Given Brown's friendship with Jordan and his desire to coach again.This will be a more than ideal destination for Brown.
Next town for Larry Brown could be Charlotte
Of the "half-dozen" jobs Larry Brown is considering, it is no secret that the one that makes the most sense is coach and president of the Charlotte Bobcats.
If stars and dollar signs align, the next town for Brown could be one of the dormant cities in an otherwise thriving NBA. Nothing has been able to revive basketball in Charlotte since the Hornets left town - not owner Bob Johnson, not golf pro Michael Jordan, not Emeka Okafor, Ray Felton, Gerald Wallace, or Jason Richardson.
What better guy to take on a seemingly impossible reclamation project than Brown? The Bobcats' firing of Sam Vincent, coupled with Brown's resignation as executive vice president of the Philadelphia 76ers this week, made it two steps closer to being so.
"It's already Larry's job," a person with knowledge of the situation said Saturday.
Joe Glass, Brown's longtime agent, said the exiled Knicks coach is weighing approximately six NBA and college coaching jobs. My money is on Brown getting back into the league, to prove that what happened in New York was an aberration and to make sure his NBA career doesn't end with that kind of embarrassment.
Better jobs could present themselves before the playoffs are over. Seats could be open in Detroit, Phoenix and Denver if those teams fail to get out of the first round, and Mike Woodson is toast in Atlanta once the Celtics' inevitable sweep is competed.
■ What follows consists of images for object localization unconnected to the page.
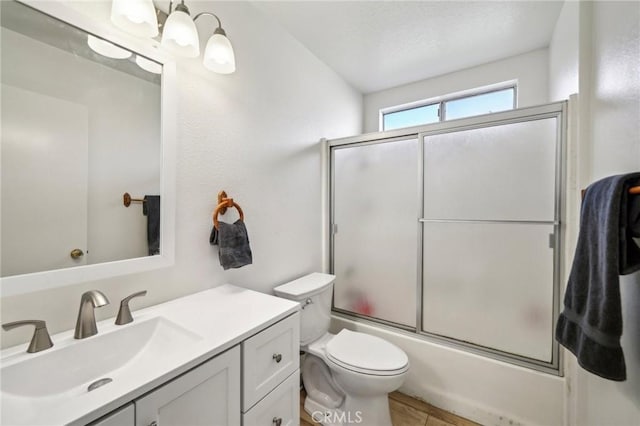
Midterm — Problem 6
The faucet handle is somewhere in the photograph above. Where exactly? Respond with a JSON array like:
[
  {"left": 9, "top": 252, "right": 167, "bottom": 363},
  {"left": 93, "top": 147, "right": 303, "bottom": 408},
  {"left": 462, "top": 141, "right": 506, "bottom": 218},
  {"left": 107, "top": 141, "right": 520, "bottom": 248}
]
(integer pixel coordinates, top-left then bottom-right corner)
[
  {"left": 2, "top": 320, "right": 54, "bottom": 353},
  {"left": 115, "top": 291, "right": 147, "bottom": 325}
]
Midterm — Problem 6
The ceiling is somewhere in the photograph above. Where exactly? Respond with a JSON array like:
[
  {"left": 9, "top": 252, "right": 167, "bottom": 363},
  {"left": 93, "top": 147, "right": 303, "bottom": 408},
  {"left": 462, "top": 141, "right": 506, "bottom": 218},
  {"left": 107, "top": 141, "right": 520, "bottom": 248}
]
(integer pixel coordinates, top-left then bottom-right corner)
[{"left": 253, "top": 1, "right": 564, "bottom": 94}]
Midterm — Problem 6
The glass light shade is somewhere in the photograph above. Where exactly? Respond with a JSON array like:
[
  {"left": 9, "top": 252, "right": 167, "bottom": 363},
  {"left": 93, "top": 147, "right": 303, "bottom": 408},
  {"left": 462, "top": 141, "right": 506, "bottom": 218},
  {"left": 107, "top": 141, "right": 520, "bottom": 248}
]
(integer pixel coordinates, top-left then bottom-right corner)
[
  {"left": 203, "top": 33, "right": 236, "bottom": 74},
  {"left": 87, "top": 35, "right": 132, "bottom": 59},
  {"left": 161, "top": 10, "right": 200, "bottom": 58},
  {"left": 135, "top": 55, "right": 162, "bottom": 74},
  {"left": 111, "top": 0, "right": 158, "bottom": 38}
]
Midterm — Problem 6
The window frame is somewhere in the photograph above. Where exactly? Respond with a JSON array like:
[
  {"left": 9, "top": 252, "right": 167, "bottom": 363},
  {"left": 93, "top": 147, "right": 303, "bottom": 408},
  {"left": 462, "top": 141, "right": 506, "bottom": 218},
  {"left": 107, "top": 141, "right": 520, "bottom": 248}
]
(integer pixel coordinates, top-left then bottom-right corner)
[{"left": 380, "top": 83, "right": 518, "bottom": 131}]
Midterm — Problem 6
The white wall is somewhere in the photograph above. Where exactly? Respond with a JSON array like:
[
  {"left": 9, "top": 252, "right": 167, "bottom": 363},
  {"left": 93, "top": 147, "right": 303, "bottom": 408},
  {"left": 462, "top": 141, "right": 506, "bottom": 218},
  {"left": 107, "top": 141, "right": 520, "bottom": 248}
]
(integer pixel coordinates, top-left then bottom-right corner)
[
  {"left": 363, "top": 48, "right": 549, "bottom": 133},
  {"left": 548, "top": 1, "right": 579, "bottom": 102},
  {"left": 580, "top": 2, "right": 640, "bottom": 424},
  {"left": 85, "top": 68, "right": 161, "bottom": 264},
  {"left": 549, "top": 1, "right": 640, "bottom": 425},
  {"left": 0, "top": 1, "right": 362, "bottom": 347}
]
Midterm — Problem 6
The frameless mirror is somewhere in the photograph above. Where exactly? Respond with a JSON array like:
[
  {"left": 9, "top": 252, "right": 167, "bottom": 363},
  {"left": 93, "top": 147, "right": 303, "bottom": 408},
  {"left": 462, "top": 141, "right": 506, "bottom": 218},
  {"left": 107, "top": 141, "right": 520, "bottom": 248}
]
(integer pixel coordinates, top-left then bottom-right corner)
[{"left": 0, "top": 0, "right": 176, "bottom": 295}]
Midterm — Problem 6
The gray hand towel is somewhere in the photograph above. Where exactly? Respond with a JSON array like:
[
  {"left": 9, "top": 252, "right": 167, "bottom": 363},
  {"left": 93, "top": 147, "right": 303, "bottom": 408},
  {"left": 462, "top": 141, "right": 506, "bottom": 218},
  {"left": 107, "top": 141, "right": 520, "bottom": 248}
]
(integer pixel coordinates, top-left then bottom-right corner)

The one thing Brown likes more than reclamation projects is money, and it remains to be seen whether Johnson - the Bobcats' tightwad owner - will pay him. But remember that Brown is still counting his $18.5 million settlement from the Knicks, which could make him come cheap.
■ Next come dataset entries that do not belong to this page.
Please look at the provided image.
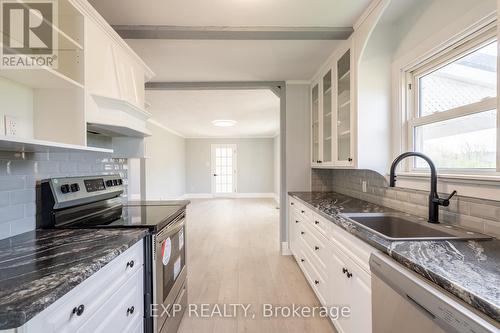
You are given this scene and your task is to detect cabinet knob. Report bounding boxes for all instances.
[301,210,305,214]
[348,158,353,162]
[300,259,305,262]
[126,260,134,268]
[295,220,299,223]
[314,280,320,285]
[127,306,135,316]
[314,246,320,251]
[290,202,294,206]
[347,272,353,278]
[73,304,85,316]
[315,220,320,225]
[301,231,305,235]
[342,267,348,274]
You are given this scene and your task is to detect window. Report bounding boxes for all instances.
[406,26,498,172]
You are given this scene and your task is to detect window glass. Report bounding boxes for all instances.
[419,41,497,116]
[414,110,497,169]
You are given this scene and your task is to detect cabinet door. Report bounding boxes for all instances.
[322,70,333,164]
[311,83,320,164]
[329,246,350,333]
[113,46,145,108]
[336,49,353,166]
[85,19,121,99]
[344,257,372,333]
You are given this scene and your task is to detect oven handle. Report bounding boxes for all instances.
[156,213,185,242]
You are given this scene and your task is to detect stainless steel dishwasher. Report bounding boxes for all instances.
[369,252,499,333]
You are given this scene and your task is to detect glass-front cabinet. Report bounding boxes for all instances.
[311,46,353,168]
[336,49,353,165]
[322,70,333,164]
[311,84,320,164]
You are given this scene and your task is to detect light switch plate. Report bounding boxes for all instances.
[4,115,18,136]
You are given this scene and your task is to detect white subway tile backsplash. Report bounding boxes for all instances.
[0,204,24,223]
[0,152,128,240]
[10,189,35,205]
[0,176,25,190]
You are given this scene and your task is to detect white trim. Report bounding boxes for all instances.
[233,193,276,198]
[281,242,292,256]
[353,0,384,31]
[147,119,186,138]
[180,193,277,199]
[286,80,311,85]
[184,135,278,139]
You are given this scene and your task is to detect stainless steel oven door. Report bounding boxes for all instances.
[154,212,187,332]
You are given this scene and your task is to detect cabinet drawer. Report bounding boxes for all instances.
[76,267,144,333]
[309,212,329,237]
[25,240,144,333]
[298,249,328,306]
[299,223,329,275]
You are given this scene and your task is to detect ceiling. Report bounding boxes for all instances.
[125,39,339,81]
[88,0,371,27]
[146,89,280,138]
[89,0,371,81]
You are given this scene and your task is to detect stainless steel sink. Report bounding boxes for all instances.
[342,212,492,241]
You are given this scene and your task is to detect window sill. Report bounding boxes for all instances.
[388,172,500,201]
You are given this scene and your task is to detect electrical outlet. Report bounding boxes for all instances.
[362,180,367,193]
[4,115,18,136]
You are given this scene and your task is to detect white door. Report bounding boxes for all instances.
[211,144,237,195]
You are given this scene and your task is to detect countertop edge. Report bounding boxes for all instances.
[0,229,148,329]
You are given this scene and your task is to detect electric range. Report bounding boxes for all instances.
[37,175,189,333]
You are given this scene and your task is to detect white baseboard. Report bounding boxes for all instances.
[234,192,275,198]
[180,193,276,199]
[281,242,292,255]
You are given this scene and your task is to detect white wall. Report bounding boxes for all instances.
[273,134,280,204]
[285,83,311,192]
[185,138,275,194]
[0,77,33,138]
[144,122,186,199]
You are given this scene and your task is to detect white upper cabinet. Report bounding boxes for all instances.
[0,0,154,154]
[311,42,354,168]
[85,19,121,100]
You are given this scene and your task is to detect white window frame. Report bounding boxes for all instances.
[403,24,499,175]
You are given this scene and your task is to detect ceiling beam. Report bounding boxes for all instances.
[113,25,353,40]
[145,81,285,98]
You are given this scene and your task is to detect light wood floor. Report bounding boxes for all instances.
[177,198,336,333]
Everything else about this makes sense, too - the Jordan connection, the Carolina connection, and the opportunity for Brown to turn around one more franchise before he retires.
As Brown displayed to a fault in New York, it is his uncontrollable urge to control the personnel he is coaching.
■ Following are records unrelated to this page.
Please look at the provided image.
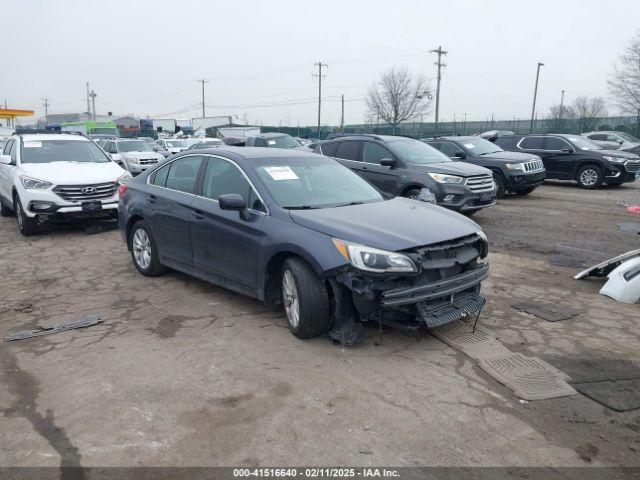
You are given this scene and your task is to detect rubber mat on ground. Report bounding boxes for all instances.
[431,320,510,358]
[478,353,576,401]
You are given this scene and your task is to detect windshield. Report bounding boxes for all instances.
[166,140,188,147]
[265,136,301,149]
[386,138,451,164]
[118,141,153,153]
[457,137,503,155]
[21,139,111,164]
[253,157,383,209]
[566,136,601,151]
[92,128,119,135]
[618,132,640,143]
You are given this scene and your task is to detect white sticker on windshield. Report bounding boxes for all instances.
[267,140,277,145]
[24,141,42,148]
[264,166,299,180]
[464,143,475,148]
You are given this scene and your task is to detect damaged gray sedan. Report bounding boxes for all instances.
[118,148,489,344]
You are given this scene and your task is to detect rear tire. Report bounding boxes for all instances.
[576,165,603,189]
[0,198,13,217]
[493,172,506,198]
[281,257,331,339]
[14,194,39,236]
[129,220,166,276]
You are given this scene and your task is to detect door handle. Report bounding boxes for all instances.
[147,194,157,204]
[192,209,205,220]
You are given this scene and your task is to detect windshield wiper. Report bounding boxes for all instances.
[283,205,321,210]
[479,151,501,155]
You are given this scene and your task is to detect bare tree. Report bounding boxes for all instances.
[608,31,640,136]
[547,103,576,132]
[572,96,606,132]
[366,66,432,133]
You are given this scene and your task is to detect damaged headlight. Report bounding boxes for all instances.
[332,239,417,273]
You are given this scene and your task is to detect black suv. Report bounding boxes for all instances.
[424,136,545,197]
[494,134,640,188]
[314,134,496,213]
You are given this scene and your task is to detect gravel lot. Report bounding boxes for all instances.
[1,181,640,468]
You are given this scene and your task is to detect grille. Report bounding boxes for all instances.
[625,161,640,172]
[53,182,118,201]
[139,158,159,165]
[523,159,544,172]
[465,174,495,192]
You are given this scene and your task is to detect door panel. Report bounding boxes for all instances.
[359,141,399,195]
[190,157,266,289]
[147,156,203,265]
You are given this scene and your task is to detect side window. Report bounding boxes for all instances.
[520,137,544,149]
[3,139,13,155]
[439,142,464,157]
[9,140,17,161]
[201,157,265,212]
[362,142,393,164]
[543,137,570,150]
[254,138,268,147]
[607,134,622,142]
[335,141,361,161]
[589,134,606,141]
[164,156,203,193]
[318,141,338,156]
[151,163,170,187]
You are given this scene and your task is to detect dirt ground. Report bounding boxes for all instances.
[1,181,640,468]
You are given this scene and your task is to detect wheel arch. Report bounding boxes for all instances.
[125,214,144,250]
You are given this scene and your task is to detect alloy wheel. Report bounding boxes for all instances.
[133,228,152,270]
[15,200,23,230]
[580,168,599,187]
[282,269,300,328]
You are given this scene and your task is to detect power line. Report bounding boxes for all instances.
[429,46,448,128]
[313,62,328,137]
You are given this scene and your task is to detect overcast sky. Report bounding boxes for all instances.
[2,0,638,127]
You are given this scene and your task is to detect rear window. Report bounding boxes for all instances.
[520,137,544,149]
[319,141,338,156]
[335,141,360,161]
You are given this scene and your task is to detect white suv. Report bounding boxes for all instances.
[101,139,165,175]
[0,132,131,235]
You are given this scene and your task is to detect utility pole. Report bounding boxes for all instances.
[529,62,544,133]
[559,89,565,119]
[197,79,209,118]
[42,98,50,125]
[429,46,448,130]
[312,62,327,138]
[340,94,344,131]
[89,90,97,120]
[86,82,91,117]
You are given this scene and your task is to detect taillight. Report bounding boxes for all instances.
[118,184,128,198]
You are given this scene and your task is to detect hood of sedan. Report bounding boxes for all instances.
[121,151,164,160]
[411,161,491,176]
[289,197,480,252]
[19,161,125,185]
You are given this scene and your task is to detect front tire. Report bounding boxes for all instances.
[0,198,13,217]
[14,194,39,236]
[576,165,603,189]
[403,188,422,200]
[129,220,166,276]
[281,257,331,339]
[493,172,506,198]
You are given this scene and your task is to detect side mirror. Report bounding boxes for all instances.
[453,151,467,160]
[561,148,574,153]
[380,158,395,167]
[219,193,247,215]
[0,154,11,165]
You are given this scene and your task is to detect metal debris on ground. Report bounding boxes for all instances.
[4,314,103,341]
[575,249,640,279]
[512,301,579,322]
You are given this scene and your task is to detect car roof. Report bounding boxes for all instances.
[325,134,409,142]
[183,146,322,161]
[21,133,89,142]
[253,132,290,138]
[433,136,477,142]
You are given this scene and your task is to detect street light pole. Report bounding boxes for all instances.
[529,62,544,133]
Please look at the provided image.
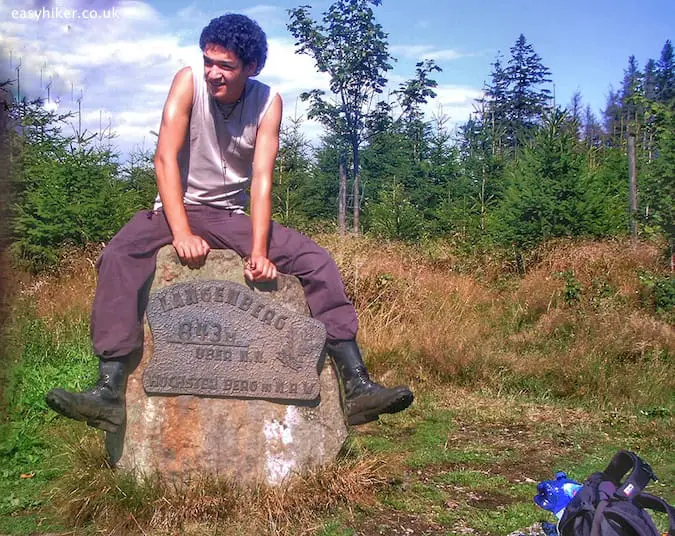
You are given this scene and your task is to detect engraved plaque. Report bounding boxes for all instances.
[143,280,326,401]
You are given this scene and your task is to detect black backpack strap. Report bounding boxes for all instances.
[590,500,610,536]
[603,450,657,500]
[635,492,675,535]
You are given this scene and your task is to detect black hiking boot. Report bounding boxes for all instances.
[45,358,127,433]
[326,340,413,425]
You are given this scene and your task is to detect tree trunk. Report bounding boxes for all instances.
[352,141,360,235]
[480,165,487,231]
[285,186,290,223]
[627,134,638,238]
[338,155,346,236]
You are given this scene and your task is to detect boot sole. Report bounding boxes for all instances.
[347,389,414,426]
[46,390,124,434]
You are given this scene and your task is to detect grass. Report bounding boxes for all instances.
[44,433,388,535]
[346,388,674,535]
[0,236,673,535]
[0,311,96,535]
[322,235,674,411]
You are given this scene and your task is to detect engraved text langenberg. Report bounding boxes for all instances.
[143,281,326,401]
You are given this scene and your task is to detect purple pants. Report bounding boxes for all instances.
[91,206,358,359]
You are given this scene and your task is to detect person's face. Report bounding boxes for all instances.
[203,43,256,103]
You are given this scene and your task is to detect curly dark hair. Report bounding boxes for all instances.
[199,14,268,75]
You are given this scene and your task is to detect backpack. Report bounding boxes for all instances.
[558,450,675,536]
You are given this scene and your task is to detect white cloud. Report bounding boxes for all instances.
[43,98,59,112]
[243,5,280,18]
[390,44,435,59]
[0,0,206,157]
[0,0,482,155]
[0,0,333,154]
[432,49,472,61]
[422,84,484,127]
[435,85,483,105]
[118,0,158,21]
[176,4,202,20]
[261,38,330,96]
[390,44,477,62]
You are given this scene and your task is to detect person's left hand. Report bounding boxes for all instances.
[244,254,278,281]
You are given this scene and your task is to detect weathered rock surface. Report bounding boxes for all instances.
[143,280,326,401]
[107,247,348,486]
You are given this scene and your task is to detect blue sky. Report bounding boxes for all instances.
[1,0,673,158]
The irony of Brown getting back into the league is that the Knicks are searching for a coach at the same time. Brown is exactly the kind of coach they need to tear down the mistakes of the past and build it back the right way. If not for the water under the bridge - not to mention the likelihood that the Knicks put a clause in their settlement with Brown that he couldn't work for the team again - Donnie Walsh would have his man already.
Instead, the Bobcats will probably have their man. If anybody can revive a basketball town on life support, Next Town Brown is the guy.